El brazalete le estaba mostrando las imágenes grabadas por las cámaras situadas en los flancos de la cabeza de puente. Había una cada cien metros, a lo largo de los cuatro kilómetros del cono, de modo que por muy profundamente que penetrara, siempre quedarían algunas por encima y otras por debajo de la corteza. Volyova estaba mirando a través de esa corteza, a través de la herida que habían abierto las armas-caché.

Sylveste había dicho la verdad.

Allí abajo había cosas. Eran enormes, orgánicas y tubulares, como nidos de serpientes. El calor del ataque ya se había disipado y Volyova sospechaba que las grises columnas de humo que se alzaban desde el agujero tenían más que ver con la maquinaria incinerada que con la materia de la corteza calcinada. Ninguno de los tubos en forma de serpiente se movía y sus lados plateados y segmentados mostraban manchas negras y cortes de cientos de metros de ancho por los que había hecho erupción una masa intestinal de culebras más pequeñas.

Volyova había herido a Cerberus.

No sabía si era una herida mortal o sólo un rasguño que se curaría en cuestión de días, pero lo había herido, y saberlo le hizo estremecer.
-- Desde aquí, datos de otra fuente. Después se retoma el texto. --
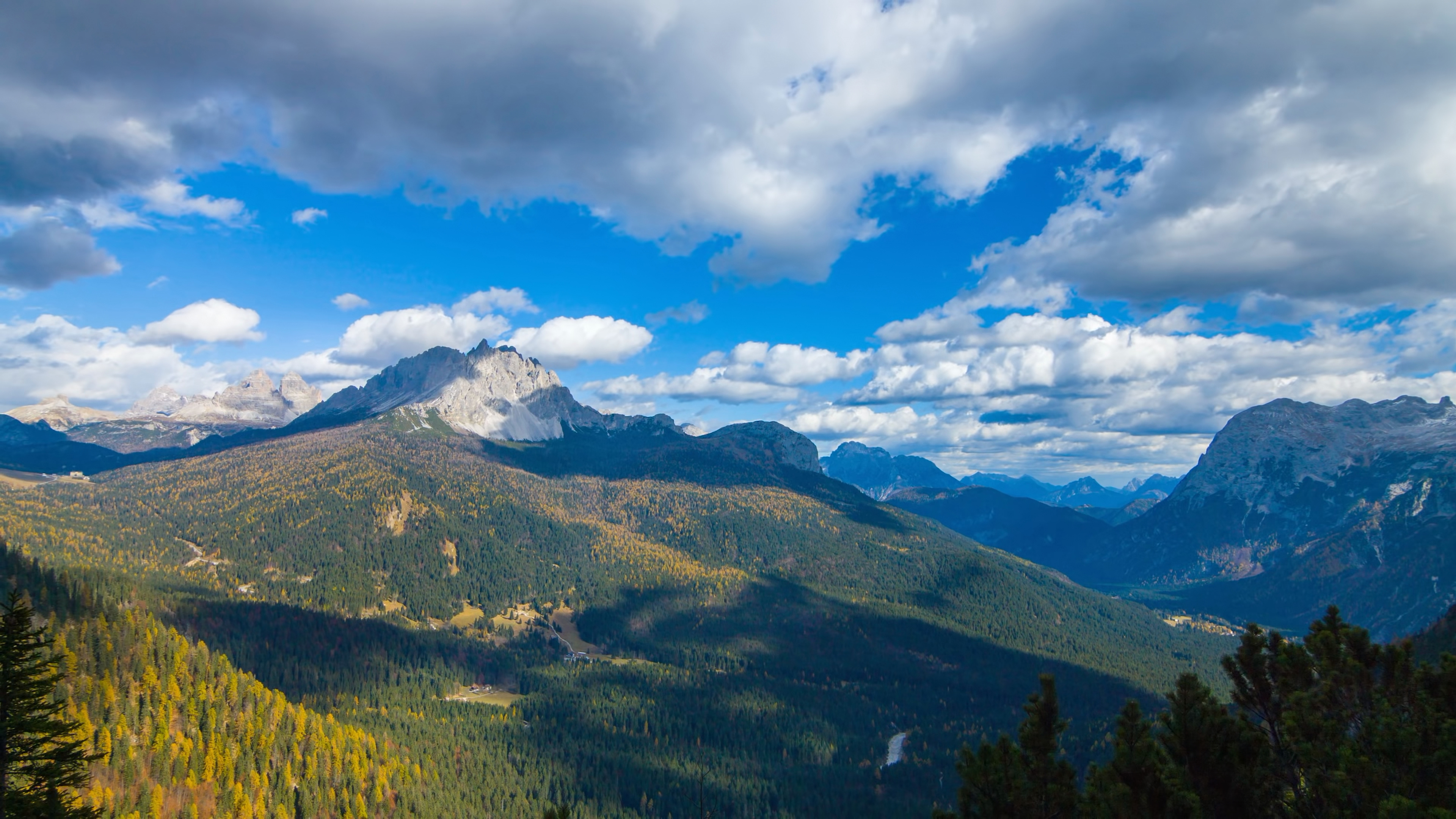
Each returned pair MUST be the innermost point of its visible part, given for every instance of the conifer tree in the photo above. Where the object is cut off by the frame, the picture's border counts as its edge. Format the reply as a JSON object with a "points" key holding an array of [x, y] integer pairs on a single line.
{"points": [[1139, 781], [41, 758], [1027, 781]]}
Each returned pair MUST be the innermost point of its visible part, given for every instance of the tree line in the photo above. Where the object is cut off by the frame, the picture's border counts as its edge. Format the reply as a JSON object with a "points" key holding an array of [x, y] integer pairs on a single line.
{"points": [[1331, 726]]}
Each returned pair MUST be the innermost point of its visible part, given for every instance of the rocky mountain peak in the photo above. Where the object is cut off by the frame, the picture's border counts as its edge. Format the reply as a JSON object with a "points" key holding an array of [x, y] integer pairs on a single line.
{"points": [[1269, 451], [59, 413], [494, 392], [298, 394], [161, 401], [879, 474]]}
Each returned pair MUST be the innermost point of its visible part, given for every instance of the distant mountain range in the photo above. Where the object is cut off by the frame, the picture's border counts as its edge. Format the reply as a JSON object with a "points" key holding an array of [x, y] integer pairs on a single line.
{"points": [[166, 419], [493, 392], [1296, 506], [1293, 506], [880, 474]]}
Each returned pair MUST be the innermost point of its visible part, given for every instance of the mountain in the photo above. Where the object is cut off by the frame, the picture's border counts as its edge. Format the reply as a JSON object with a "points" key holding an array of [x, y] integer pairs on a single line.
{"points": [[60, 414], [769, 634], [491, 392], [1087, 492], [1296, 506], [254, 401], [879, 474], [1027, 528], [38, 448], [1084, 492], [1154, 486], [1017, 487], [165, 419]]}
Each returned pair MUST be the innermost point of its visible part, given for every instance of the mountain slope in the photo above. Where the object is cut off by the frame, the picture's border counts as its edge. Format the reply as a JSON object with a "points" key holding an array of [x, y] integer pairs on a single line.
{"points": [[788, 633], [1296, 506], [1052, 537], [879, 474], [491, 392]]}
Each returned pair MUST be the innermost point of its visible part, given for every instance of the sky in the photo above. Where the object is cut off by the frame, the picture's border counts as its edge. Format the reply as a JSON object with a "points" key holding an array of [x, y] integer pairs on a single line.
{"points": [[1040, 237]]}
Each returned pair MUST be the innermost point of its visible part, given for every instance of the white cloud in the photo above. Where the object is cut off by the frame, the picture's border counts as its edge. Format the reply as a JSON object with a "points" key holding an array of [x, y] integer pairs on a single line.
{"points": [[496, 299], [102, 215], [564, 343], [94, 366], [212, 321], [692, 312], [324, 371], [704, 382], [308, 216], [350, 302], [1304, 151], [1066, 394], [169, 197], [383, 339], [750, 372]]}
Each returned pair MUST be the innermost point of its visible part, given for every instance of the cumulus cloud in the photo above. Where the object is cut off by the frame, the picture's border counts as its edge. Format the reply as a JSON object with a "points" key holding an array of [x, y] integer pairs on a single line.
{"points": [[750, 372], [996, 381], [308, 216], [350, 302], [46, 251], [565, 343], [169, 197], [210, 323], [692, 312], [383, 339], [704, 382], [496, 299], [379, 340], [94, 366], [1304, 151]]}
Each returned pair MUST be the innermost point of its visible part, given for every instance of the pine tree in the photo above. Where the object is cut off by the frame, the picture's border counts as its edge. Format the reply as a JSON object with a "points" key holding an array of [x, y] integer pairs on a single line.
{"points": [[1139, 781], [1027, 781], [41, 758]]}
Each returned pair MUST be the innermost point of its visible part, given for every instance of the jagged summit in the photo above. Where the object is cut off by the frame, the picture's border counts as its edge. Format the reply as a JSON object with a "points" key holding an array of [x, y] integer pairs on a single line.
{"points": [[253, 401], [494, 392]]}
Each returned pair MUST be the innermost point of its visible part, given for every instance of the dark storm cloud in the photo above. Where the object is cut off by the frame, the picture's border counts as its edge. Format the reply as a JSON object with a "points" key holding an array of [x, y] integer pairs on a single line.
{"points": [[47, 251], [37, 169]]}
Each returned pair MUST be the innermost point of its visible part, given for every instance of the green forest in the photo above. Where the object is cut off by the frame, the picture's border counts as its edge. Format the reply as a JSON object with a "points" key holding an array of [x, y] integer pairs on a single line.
{"points": [[293, 614]]}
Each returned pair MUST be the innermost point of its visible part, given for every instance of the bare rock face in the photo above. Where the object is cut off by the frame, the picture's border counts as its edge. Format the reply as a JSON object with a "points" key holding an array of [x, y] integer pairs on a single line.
{"points": [[161, 401], [60, 414], [249, 401], [1298, 506], [299, 395], [165, 419], [491, 392]]}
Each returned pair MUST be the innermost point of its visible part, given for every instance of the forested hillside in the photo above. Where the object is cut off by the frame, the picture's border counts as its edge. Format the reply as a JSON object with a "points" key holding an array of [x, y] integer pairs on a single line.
{"points": [[769, 639]]}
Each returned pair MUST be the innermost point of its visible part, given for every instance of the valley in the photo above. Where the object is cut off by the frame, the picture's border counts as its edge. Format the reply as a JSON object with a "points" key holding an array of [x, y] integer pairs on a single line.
{"points": [[612, 613], [781, 627]]}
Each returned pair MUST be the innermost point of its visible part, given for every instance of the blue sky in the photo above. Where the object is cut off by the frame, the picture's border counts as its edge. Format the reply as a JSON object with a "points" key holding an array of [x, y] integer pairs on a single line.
{"points": [[1010, 240]]}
Había herido a algo desconocido.

Pero la criatura desconocida no tardó en desquitarse.

Cuando ocurrió, y a pesar de que lo había estado esperando, Volyova dio un respingo. Sucedió cuando la cabeza de puente se encontraba a dos kilómetros de la superficie, a la mitad de su tamaño de distancia.
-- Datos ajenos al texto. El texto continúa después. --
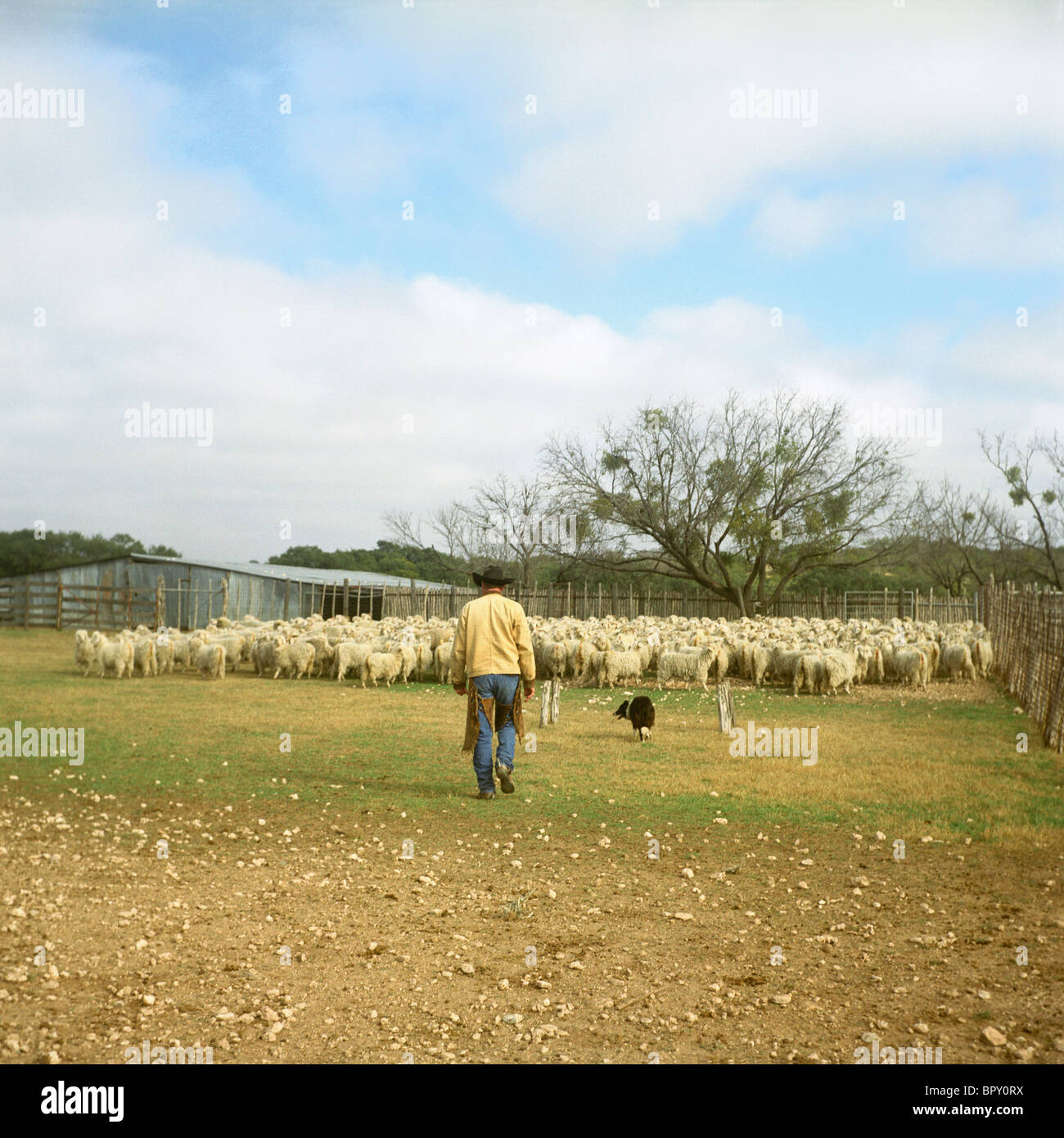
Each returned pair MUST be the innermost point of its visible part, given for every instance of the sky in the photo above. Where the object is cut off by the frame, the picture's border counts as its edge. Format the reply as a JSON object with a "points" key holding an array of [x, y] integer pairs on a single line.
{"points": [[393, 247]]}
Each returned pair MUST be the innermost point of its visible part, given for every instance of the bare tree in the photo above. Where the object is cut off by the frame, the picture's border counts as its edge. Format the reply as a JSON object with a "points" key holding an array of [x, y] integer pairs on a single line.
{"points": [[729, 498], [953, 531], [1019, 464]]}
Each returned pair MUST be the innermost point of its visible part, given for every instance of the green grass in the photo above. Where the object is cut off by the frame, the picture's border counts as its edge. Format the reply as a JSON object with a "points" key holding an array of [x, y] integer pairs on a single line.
{"points": [[912, 764]]}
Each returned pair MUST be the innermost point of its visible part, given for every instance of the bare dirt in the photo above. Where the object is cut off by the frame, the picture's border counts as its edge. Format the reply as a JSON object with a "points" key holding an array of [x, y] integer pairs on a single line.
{"points": [[614, 957]]}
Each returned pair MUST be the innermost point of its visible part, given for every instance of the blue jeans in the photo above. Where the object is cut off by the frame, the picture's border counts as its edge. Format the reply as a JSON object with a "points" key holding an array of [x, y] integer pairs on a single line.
{"points": [[503, 690]]}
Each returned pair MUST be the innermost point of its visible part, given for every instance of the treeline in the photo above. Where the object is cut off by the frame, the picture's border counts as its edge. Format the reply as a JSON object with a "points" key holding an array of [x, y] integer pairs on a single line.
{"points": [[24, 551]]}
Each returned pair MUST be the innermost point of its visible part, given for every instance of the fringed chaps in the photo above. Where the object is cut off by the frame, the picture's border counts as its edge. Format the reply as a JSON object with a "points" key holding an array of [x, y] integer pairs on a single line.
{"points": [[477, 702]]}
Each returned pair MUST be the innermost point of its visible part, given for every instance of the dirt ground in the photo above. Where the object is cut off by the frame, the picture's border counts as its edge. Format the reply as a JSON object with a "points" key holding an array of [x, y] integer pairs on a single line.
{"points": [[614, 957]]}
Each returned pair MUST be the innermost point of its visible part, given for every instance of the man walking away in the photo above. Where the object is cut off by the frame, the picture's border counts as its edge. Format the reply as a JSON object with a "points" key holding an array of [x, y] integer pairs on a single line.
{"points": [[493, 648]]}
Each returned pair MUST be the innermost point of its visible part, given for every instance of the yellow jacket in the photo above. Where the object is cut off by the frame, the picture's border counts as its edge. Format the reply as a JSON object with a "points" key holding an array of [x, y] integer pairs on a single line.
{"points": [[492, 638]]}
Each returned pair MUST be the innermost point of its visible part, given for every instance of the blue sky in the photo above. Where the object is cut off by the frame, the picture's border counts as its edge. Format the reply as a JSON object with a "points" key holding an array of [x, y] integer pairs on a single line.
{"points": [[516, 216]]}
El acontecimiento en sí fue demasiado rápido para asumirlo. Entre un momento y el siguiente, la corteza cambió. Se formaron una serie de hoyuelos grises, dispuestos de forma concéntrica alrededor de la herida de un kilómetro de diámetro, que empezaron a ampollarse como pústulas de piedra. Casi tan pronto como Volyova advirtió su existencia, éstos se rompieron, liberando centelleantes esporas, destellos plateados que se dirigieron hacia la cabeza de puente como luciérnagas. No tenía ni idea de qué eran, si fragmentos de antimateria, cabezas explosivas diminutas, cápsulas virales o baterías en miniatura. Sólo sabía que intentaban herir a su creación.